Vue de l’hôtel, à ses pieds commence un immense bidonville. Avec l’aide d’un employé de l’hôtel, nous y achetons des adaptateurs pour nos appareils électroniques. Nous retrouvons avec bonheur l’Inde et ses contrastes. Mumbai, Inde

Nous sommes arrivés à Mumbai depuis une journée et déjà, dès les premières minutes j’ai retrouvé les odeurs, les bruits et le brouhaha que j’ai tant aimé lors de notre premier voyage. Hier midi, alors qu’un taxi nous emmenait à notre hôtel à Colaba, nous avons pu découvrir un Mumbai caché en partie par la pollution bien sûr, mais aussi une ville effervescente, pleine de contrastes, de contradictions et surtout pleine de vie.

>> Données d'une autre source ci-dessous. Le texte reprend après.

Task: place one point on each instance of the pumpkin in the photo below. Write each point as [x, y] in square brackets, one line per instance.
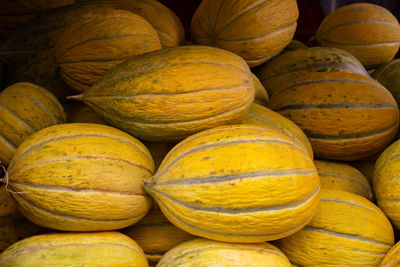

Après nous avoir posé toute une série de questions sur notre pays, notre chauffeur nous a parlé de lui et de sa vie. À 62 ans il travaille encore pour sa survie et celle de sa femme, il raconte qu’ils ont deux enfants dont une fille qui n’est pas encore mariée. Il ajoute que la dote demandée par la famille du prétendant est élevée, trop élevée pour lui mais il ajoute qu’il travaille fort pour faire des économies. Par contre son ton nous indiquait un grand doute de pouvoir y arriver.
Nous avons pris notre premier bain de foule en après-midi et cela nous a rappelé nos stratégies pour ne pas être envahis par les gens qui veulent nous offrir des services, nous vendre quelque chose, nous demander de l’argent ou tout simplement nous offrir leur aide et jaser. Comment dire non avec un sourire, fermement tout en restant poli? C’est un art, croyez-moi!
Nous avons aussi retrouvé une ambiance inégalée…des voitures partout, des motos, des vélos tout cela parmi les passants, les vendeurs et les familles assises sur le bord de la rue. Et des klaxons! Et quelle circulation! Traverser une rue n’est pas une mince affaire!
Les femmes en sari sont toujours aussi belles et gracieuses pour la plupart. Pas toujours propres mais dignes…presque tout le temps. Il y a aussi ce petit signe de tête propre aux Indiens, un hochement de tête presque qu’il faut apprendre à interpréter selon le contexte. Cela peut être un oui, un non ou un peut-être. Il faut apprendre à décoder…
Bienvenue dans ce pays déroutant que nous souhaitons découvrir un peu plus. Vous venez avec nous?